It’s A Strong Start For Energy Markets Monday
It’s a strong start for energy markets Monday, after the biggest weekly drop to start a new year in several decades for most contracts. The back and forth action keeps the complex in technical no-man’s land, with plenty of conflicting fundamental stories to keep the choppy back and forth action moving near term.
China increased its oil import quotas by 20%, coinciding with its borders reopening, in a sure sign that the world’s largest oil buyer is attempting to get moving once again. A big question that will need months to answer is how much of that oil will end up as products consumed domestically, and how much will be sent overseas as the country has also made big increases to its refined product export quotas this year, allowing more of its excess processing capacity to reach the world market.
Part of the weakness in the petroleum arena to start the year has been blamed on a big drop in natural gas prices which hit an 18 month low last week. Warm weather across much of the US and Europe has helped avoid what many feared would be a brutal winter for heating fuel supplies, and may be upending Russia’s strategy to bring western nations to the negotiating table.
Colonial’s line 3 returned to service Sunday evening, a little more than a day later than expected heading into the weekend, but still soon enough to keep from stirring up the regional markets too much.
Baker Hughes reported a decline of 3 oil rigs and 4 natural gas rigs drilling in the US last week, marking the 4th time in 5 weeks we’ve seen the count drop. That pattern suggests current prices aren’t enough to encourage a rush of drilling activity, even though producers remain profitable at these levels. The lack of new investment is keeping the rig counts well below pre-pandemic levels, and perhaps upending the government forecasts that suggest US oil output will reach all-time highs this year.

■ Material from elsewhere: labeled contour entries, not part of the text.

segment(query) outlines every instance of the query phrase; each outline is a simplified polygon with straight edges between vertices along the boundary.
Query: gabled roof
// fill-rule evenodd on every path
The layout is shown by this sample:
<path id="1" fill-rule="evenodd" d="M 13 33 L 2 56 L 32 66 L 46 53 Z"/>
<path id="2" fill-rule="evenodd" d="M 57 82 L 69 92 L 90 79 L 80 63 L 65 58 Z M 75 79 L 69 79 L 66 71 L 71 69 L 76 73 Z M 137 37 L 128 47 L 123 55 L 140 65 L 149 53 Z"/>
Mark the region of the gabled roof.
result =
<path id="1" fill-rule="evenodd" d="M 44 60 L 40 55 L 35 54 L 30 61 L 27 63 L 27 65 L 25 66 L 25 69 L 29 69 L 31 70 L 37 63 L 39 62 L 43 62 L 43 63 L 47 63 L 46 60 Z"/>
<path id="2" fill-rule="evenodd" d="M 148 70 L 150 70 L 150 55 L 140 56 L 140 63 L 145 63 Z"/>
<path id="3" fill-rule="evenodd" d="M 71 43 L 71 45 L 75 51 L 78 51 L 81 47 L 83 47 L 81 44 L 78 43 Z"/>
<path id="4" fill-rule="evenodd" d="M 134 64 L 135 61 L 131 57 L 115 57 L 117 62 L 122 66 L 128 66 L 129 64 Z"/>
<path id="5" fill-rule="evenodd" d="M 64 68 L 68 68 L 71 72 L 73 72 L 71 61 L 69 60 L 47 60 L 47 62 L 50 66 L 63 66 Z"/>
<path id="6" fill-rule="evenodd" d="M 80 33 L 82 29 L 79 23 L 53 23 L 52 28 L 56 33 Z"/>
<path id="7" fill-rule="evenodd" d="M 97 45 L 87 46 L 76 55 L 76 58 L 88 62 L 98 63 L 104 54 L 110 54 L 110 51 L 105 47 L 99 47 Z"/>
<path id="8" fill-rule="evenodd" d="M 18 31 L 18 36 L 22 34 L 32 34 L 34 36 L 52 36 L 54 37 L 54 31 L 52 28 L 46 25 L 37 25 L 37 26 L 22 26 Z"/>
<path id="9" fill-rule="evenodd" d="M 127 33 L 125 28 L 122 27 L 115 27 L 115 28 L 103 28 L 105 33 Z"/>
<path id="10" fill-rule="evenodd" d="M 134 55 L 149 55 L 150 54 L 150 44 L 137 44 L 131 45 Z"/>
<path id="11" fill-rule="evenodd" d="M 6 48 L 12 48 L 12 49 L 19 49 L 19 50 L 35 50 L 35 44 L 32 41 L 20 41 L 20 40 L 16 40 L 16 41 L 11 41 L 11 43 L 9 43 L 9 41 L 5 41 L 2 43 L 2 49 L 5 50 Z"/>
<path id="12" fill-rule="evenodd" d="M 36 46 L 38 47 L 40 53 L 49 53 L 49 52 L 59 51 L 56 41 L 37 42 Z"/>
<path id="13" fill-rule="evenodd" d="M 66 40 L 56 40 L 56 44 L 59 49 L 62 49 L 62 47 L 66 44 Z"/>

Money managers continue to be split on where energy prices are going, with RBOB, Brent and Gasoil contracts seeing small increases in net length last week, while ULSD and WTI saw small decreases. The biggest change of the week were 19,000 new short WTI positions added, which suggests someone may be making some large bets on falling prices, until you notice that there were 16,000 new long Brent contracts added, and now it just appears to be a spread position guessing that European prices will outpace the US now that Keystone is back up and running. Open interest on all contracts remains near 7 year lows as the increased volatility, margin costs and interest rates to pay that margin continue to keep some traders on the sidelines.